Wednesday, October 2, 2019

Mt. St. Helens

Sunday, May 18th, Mom and I went to church at St. Mary's in Ridgefield. It was a clear day, but kind of hazy on the horizon, so you couldn't see the mountains. After church, Mom would stay and chat with people leaving church.  I would get her keys and head out to the truck to listen to American Top 40.

It was about 11:00, and when I turned on the radio, I heard, ". . . and there are about a dozen fires burning around the base of the mountain. . . ."  I said to myself, "Er?"  I stepped out of the truck, and if I squinted my eyes, I could make out texture to the haze and clouds to the northwest. Yep, It had erupted! 
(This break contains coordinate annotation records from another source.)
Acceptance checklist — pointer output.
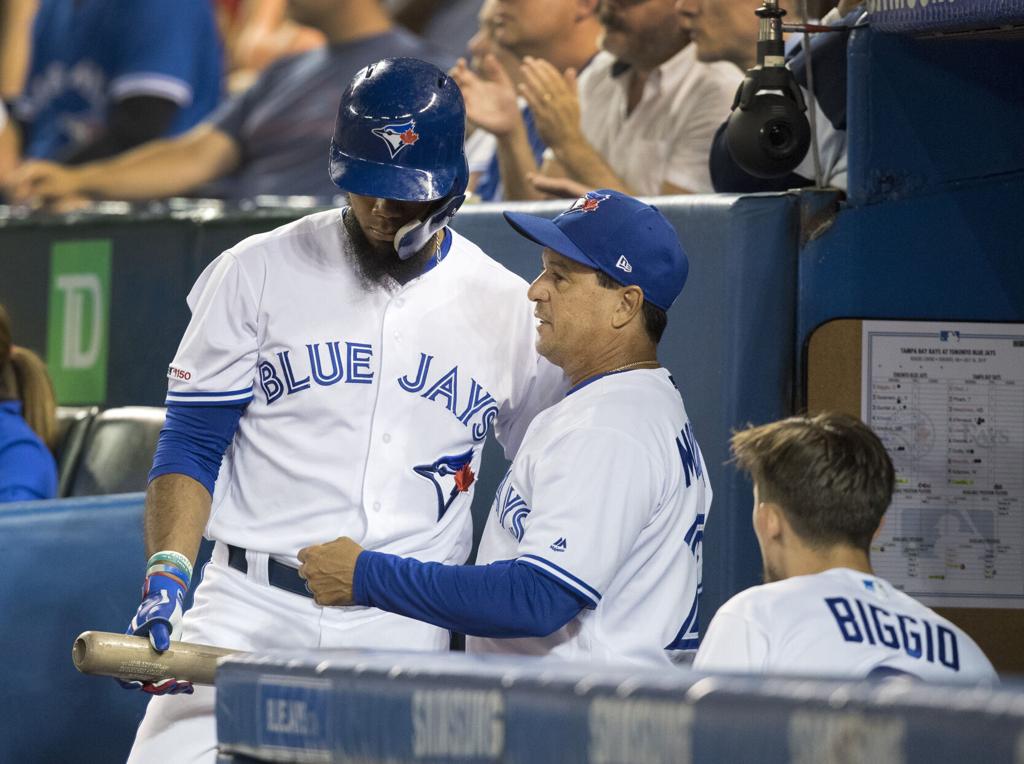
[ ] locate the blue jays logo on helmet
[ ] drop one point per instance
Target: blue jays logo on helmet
(397, 136)
(458, 468)
(589, 203)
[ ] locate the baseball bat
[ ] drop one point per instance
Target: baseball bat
(129, 658)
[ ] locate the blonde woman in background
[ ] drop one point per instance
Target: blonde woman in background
(28, 423)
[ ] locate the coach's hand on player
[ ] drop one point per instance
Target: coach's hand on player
(329, 569)
(38, 183)
(491, 99)
(553, 101)
(159, 614)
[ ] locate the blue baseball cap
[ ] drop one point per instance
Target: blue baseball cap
(617, 235)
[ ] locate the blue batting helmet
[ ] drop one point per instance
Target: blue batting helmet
(399, 133)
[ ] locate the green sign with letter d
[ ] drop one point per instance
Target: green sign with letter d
(79, 320)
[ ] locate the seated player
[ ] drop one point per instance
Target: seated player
(821, 485)
(592, 549)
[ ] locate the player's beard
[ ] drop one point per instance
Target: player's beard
(377, 263)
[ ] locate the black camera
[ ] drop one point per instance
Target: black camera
(768, 133)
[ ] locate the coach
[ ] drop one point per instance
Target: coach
(592, 548)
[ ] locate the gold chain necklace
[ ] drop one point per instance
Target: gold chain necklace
(636, 365)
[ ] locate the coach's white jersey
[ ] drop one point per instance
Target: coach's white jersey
(369, 408)
(608, 495)
(838, 623)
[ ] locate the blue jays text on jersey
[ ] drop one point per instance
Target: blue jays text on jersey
(326, 364)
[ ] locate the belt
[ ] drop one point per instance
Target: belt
(278, 574)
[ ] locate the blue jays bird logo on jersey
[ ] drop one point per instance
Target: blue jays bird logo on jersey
(458, 468)
(589, 203)
(397, 136)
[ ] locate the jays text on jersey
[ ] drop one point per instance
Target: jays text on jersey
(838, 623)
(369, 408)
(608, 495)
(367, 414)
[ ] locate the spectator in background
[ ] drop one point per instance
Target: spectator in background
(562, 32)
(8, 144)
(28, 423)
(646, 110)
(726, 27)
(266, 140)
(256, 34)
(16, 17)
(448, 24)
(108, 75)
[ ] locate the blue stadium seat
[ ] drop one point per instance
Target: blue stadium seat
(117, 452)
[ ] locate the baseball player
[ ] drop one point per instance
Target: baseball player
(821, 485)
(348, 368)
(592, 549)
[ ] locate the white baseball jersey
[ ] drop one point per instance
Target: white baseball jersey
(369, 408)
(838, 623)
(608, 495)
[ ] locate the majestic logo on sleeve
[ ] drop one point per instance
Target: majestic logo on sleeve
(455, 467)
(397, 136)
(589, 203)
(510, 507)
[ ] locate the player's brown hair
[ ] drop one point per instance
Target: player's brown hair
(654, 319)
(829, 474)
(24, 377)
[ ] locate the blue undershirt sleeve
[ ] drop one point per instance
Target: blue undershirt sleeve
(194, 439)
(504, 599)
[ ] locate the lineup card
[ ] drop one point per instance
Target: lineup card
(947, 400)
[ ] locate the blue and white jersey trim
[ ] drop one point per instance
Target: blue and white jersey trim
(589, 593)
(223, 397)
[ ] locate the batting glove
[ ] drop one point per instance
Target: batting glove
(159, 614)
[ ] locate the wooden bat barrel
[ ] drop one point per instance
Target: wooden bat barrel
(129, 658)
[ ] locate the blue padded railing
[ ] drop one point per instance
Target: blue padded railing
(913, 16)
(338, 706)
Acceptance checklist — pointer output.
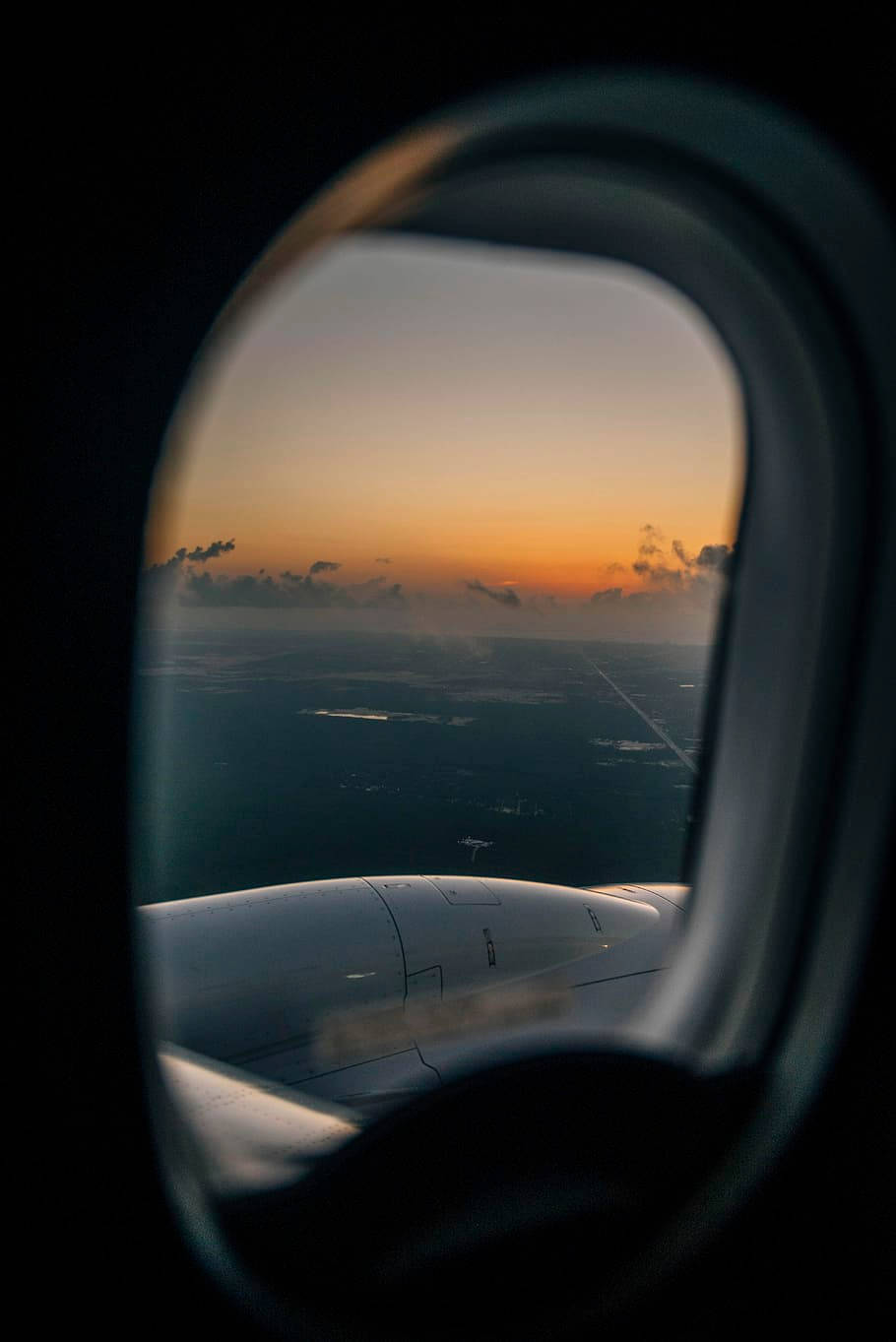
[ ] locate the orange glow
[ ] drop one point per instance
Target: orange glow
(463, 414)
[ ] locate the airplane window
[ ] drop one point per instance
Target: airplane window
(433, 572)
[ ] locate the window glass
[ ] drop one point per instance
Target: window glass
(432, 580)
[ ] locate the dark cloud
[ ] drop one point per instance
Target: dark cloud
(265, 592)
(200, 555)
(504, 596)
(715, 557)
(655, 565)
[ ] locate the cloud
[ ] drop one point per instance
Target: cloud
(200, 555)
(715, 557)
(504, 596)
(265, 592)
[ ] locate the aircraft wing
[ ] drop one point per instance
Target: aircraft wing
(254, 1134)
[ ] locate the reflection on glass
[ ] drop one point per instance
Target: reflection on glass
(430, 587)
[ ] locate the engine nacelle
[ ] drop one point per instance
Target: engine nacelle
(256, 977)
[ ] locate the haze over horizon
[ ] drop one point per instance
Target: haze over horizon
(447, 438)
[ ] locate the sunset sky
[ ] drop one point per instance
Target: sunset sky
(437, 415)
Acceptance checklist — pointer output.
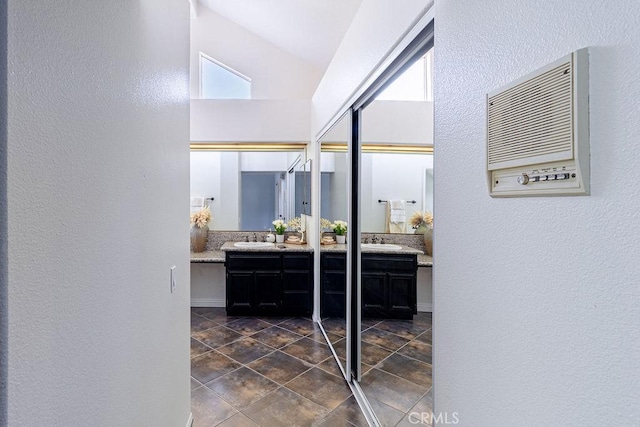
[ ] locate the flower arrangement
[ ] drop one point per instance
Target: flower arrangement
(340, 227)
(295, 223)
(280, 226)
(419, 219)
(201, 218)
(325, 224)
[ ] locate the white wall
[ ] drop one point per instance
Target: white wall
(97, 205)
(274, 73)
(536, 299)
(233, 120)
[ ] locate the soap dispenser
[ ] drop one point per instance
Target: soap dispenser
(270, 237)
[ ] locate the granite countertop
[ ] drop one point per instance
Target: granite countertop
(207, 256)
(277, 247)
(343, 248)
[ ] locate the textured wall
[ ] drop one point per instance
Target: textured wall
(98, 185)
(536, 299)
(274, 73)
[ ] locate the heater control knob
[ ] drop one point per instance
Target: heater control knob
(523, 179)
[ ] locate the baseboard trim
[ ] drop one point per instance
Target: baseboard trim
(425, 307)
(207, 302)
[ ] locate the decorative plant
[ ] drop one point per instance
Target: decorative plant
(419, 219)
(340, 227)
(325, 224)
(201, 218)
(280, 226)
(295, 223)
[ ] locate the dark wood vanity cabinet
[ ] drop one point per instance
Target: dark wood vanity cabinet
(388, 285)
(267, 283)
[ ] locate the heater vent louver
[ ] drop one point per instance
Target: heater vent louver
(538, 131)
(532, 119)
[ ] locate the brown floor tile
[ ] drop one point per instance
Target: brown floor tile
(285, 408)
(208, 409)
(199, 323)
(217, 314)
(308, 350)
(417, 350)
(211, 365)
(197, 348)
(383, 339)
(400, 328)
(242, 387)
(276, 337)
(396, 392)
(279, 367)
(299, 325)
(248, 326)
(330, 365)
(333, 421)
(372, 354)
(425, 337)
(409, 369)
(321, 387)
(350, 410)
(217, 337)
(245, 350)
(273, 320)
(336, 326)
(238, 420)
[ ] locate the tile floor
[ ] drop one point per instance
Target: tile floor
(275, 372)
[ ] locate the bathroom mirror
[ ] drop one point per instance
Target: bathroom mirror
(251, 188)
(381, 182)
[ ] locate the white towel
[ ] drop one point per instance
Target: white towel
(396, 218)
(398, 211)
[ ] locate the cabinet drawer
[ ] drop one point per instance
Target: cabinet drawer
(334, 261)
(260, 261)
(297, 262)
(389, 263)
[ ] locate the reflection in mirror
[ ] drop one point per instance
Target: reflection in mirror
(395, 339)
(333, 257)
(250, 188)
(385, 176)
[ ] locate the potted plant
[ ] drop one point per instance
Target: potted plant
(280, 226)
(200, 229)
(422, 223)
(340, 228)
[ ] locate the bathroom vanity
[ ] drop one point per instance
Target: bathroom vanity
(269, 281)
(388, 283)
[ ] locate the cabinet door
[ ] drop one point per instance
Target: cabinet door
(402, 293)
(267, 290)
(373, 294)
(334, 286)
(240, 286)
(296, 291)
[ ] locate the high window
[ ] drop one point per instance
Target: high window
(217, 81)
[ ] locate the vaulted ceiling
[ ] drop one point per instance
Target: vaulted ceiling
(309, 29)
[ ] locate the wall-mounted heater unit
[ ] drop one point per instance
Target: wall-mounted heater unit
(538, 132)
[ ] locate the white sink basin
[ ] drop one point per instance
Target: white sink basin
(253, 245)
(381, 246)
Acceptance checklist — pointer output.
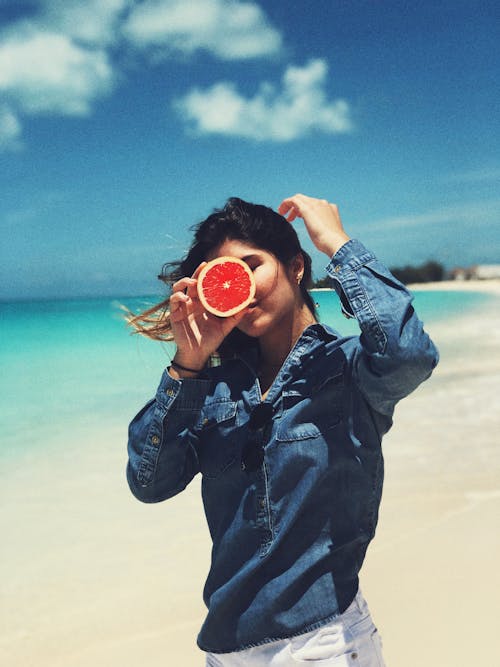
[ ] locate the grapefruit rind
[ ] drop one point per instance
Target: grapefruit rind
(221, 293)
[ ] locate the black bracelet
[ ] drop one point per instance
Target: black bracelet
(180, 367)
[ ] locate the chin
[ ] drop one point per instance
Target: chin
(254, 325)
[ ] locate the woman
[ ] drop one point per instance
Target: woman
(286, 432)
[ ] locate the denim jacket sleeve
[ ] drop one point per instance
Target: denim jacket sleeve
(162, 457)
(395, 354)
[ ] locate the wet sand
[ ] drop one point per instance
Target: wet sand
(93, 578)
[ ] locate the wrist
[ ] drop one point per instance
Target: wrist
(187, 367)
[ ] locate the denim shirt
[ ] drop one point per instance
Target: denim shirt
(289, 539)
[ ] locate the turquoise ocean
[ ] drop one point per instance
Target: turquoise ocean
(71, 372)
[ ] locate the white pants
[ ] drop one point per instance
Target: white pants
(350, 640)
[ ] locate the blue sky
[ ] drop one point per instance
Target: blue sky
(122, 123)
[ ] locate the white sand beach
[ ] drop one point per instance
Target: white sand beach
(93, 578)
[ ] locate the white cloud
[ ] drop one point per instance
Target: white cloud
(47, 72)
(10, 130)
(297, 108)
(229, 29)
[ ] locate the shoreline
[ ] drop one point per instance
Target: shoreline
(490, 286)
(114, 581)
(487, 286)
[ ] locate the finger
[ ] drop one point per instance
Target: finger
(198, 270)
(182, 284)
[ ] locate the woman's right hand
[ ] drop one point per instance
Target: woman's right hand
(197, 333)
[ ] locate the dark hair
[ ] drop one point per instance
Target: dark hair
(255, 224)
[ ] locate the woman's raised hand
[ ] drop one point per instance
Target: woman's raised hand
(197, 334)
(321, 218)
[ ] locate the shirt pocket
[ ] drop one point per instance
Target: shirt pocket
(313, 409)
(217, 445)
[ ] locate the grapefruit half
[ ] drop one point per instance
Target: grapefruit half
(225, 286)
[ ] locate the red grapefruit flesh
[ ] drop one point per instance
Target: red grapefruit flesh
(225, 286)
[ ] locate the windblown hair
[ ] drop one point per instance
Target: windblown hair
(239, 220)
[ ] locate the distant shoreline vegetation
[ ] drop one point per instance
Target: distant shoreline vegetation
(432, 272)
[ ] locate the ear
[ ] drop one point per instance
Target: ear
(296, 269)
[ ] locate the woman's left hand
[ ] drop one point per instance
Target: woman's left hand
(321, 218)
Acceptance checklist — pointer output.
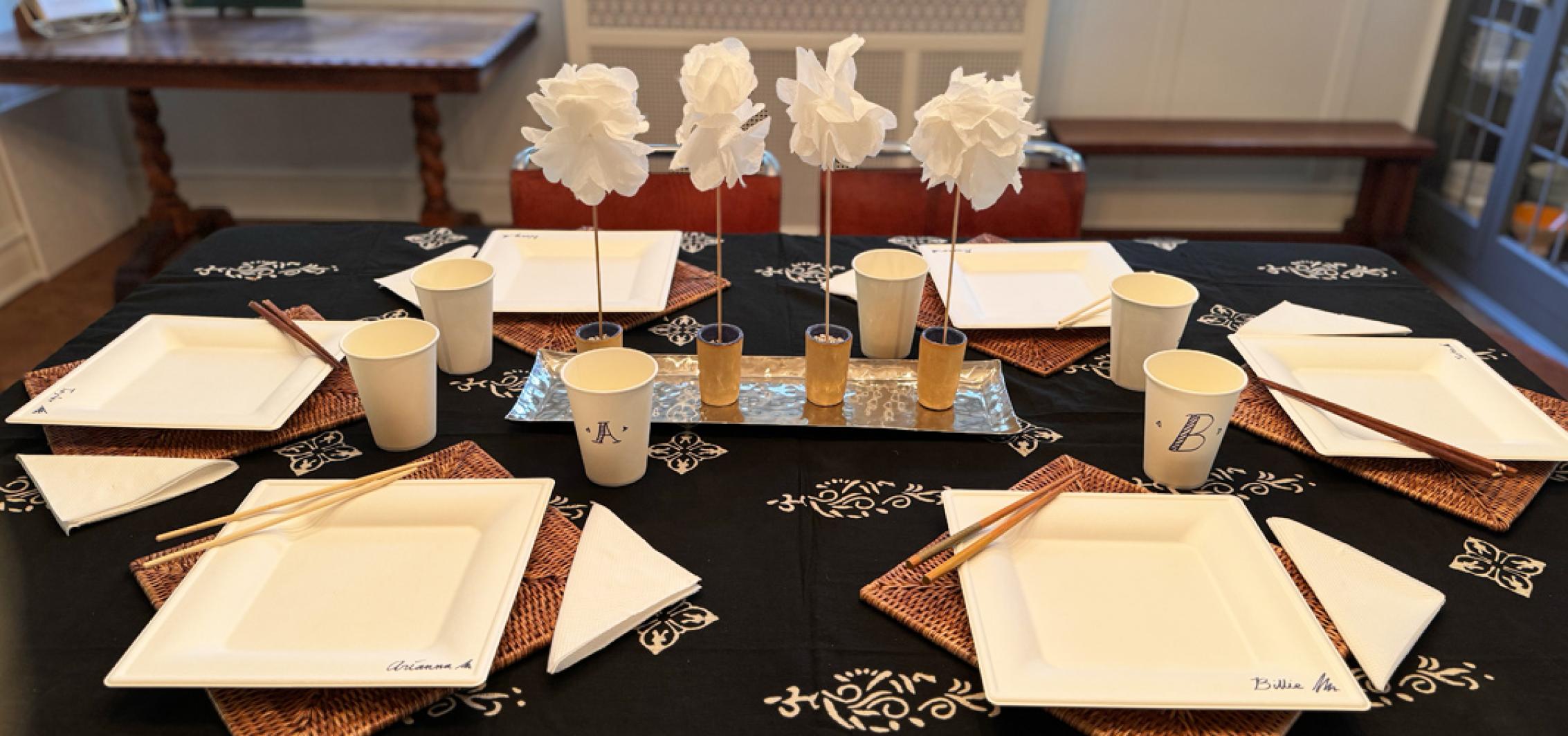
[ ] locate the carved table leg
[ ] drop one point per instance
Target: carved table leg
(432, 169)
(170, 223)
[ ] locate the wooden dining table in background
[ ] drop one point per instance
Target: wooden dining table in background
(417, 54)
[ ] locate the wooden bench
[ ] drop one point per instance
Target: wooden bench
(1388, 181)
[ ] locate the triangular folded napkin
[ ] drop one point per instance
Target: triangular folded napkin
(617, 582)
(1378, 609)
(402, 282)
(1288, 318)
(85, 489)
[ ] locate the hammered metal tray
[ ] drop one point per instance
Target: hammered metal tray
(880, 395)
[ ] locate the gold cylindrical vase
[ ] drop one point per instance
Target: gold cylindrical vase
(941, 362)
(718, 364)
(827, 362)
(588, 337)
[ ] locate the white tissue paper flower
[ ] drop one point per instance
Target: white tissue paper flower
(593, 118)
(973, 137)
(835, 126)
(717, 82)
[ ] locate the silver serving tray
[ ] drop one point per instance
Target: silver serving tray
(880, 395)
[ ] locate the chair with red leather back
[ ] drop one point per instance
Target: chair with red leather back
(665, 203)
(886, 198)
We got home just west of La Center and stayed glued to the TV for the rest of the day. The haze burned away and we had a clear view of the mountain. We had a model of the Cutty Sark on top of kind of rickety metal bookshelf.  In the afternoon, the cat would start fussing and meowing, and then this model would start to rock back and forth, tic-tic-tic.  We would run outside and see another huge plume blowing skyward.

A year or two before we had had a total solar eclipse on my Dad's birthday.  This year I joked, "Dad, Last year I got you an eclipse.  I tried to lay on an eruption for you this year, but it's harder to schedule volcanoes."

Later that summer I found work at a restaurant just off I-5 with a clear view of the mountain. Thousands would stop for a look.  There was a souvenir stand selling T-shirts, like "I made an ash of myself at Mt. St. Helens!"  My favorite was a T-shirt which had holes blowtorched into it, that read, "Mt. St. Helens Ski Team."

Friday, September 27, 2019

Arrested


I was arrested one time, when I was in the military.  I worked the night shift, got off at 7:00 am.  My best friend Jeff and I left the flightline and he wanted to stop and check his mail at the base post office.  The parking lot was full, so I pulled over and he hopped out for like 15 seconds to quick dash and check his box.  My car was in gear, my foot was on the clutch, and my passenger door was open, and this fired up skycop came over and wrote me a ticket for “parking in a non-designated parking spot.”  Fuckin’ idiot.  I gritted my teeth and bore it, but when he was done – my best friend was back in the car asking “WTF?” and the skycop was walking away.  I savagely shoved it in reverse and flipped the bird to the asshole, whose back was turned.

Well, his buddy – a master sergeant cop was watching and came over and read me the riot act and started quoting articles of the UCMJ at me about “provoking speech and gestures”  Like, how could I provoke the guy when his effing back was turned?  They decided to make an example of me, took me to the cop shop, read me my rights, did the whole frisk, search, process… etc. I cooperated.  As they were frisking me, the guy doing the frisking was being watched.  It was obvious he was being evaluated. An hour later I was in my squadron commander’s office, with my branch chief, Eddie Carlisle, who really didn’t need this shit. Eddie was there long before me, and I think he explained to the commander that if I copped an attitude, they could kiss their operational readiness rate good bye. They were pretty disgusted that the skycops had nothing better to do than bust the ass of tired wrench turners.  I got a “letter of admonishment”  which was the lightest tap on the wrist I could get short of ignoring me, just so they could say they did something to me at the base commander’s stand-up.  Looking back, I think Major Humphries, my CO, was a pretty right guy.